Write final answer in the provided space.
Unless specified, use a level of significance   0.05 for all statistical tests.
Test is worth 70% of final exam score; i.e., 70 points.
Probability
(1) Fill in both blanks. The smallest value a probability can be is ______ and the largest
value is ________, and any probability value stated outside of this range is a mistake.
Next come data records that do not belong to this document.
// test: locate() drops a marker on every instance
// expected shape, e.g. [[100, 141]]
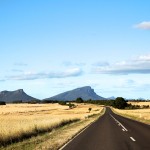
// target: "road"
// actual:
[[112, 132]]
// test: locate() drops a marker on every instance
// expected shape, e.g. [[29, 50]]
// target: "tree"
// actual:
[[79, 100], [2, 103], [120, 103]]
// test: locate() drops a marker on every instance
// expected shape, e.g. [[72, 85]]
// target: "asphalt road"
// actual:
[[112, 132]]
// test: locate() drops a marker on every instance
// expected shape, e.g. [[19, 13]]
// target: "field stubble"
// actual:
[[19, 121], [142, 115]]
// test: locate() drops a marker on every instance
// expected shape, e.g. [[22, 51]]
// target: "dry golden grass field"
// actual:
[[139, 103], [142, 115], [23, 120]]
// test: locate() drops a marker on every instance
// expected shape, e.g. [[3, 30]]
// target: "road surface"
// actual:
[[112, 132]]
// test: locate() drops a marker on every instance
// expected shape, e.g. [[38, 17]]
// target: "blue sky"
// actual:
[[51, 46]]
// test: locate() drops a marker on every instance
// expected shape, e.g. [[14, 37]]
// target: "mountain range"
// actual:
[[18, 95], [85, 93]]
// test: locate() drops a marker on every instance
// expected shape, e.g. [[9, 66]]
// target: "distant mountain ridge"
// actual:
[[85, 93], [18, 95]]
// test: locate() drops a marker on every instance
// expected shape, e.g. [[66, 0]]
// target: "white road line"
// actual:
[[123, 130], [118, 122], [132, 139]]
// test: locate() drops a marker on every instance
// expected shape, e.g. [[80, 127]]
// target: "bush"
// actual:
[[120, 103], [71, 105], [62, 103]]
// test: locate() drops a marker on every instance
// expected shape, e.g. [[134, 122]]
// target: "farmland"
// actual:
[[19, 121], [142, 115]]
(2) Suppose the following probabilities among an animal population:
P( diseased | male ) = 0.2
P( diseased | female ) = 0.1
P( male ) = 0.30
P( female ) = 0.70
(2i) True or False: Disease and sex are independent. Defend your answer:_________
(2ii) If an animal were sampled at random, what is the probability of the animal being a
diseased male? Answer: ____________
(2iii) If an animal were sampled at random, what is the probability of the animal being
diseased? (Hint: Drawing a probability tree is one way to find the answer.)
Answer:____________
(3) Fill in both blanks. Suppose the height of men is shown by the density curve below.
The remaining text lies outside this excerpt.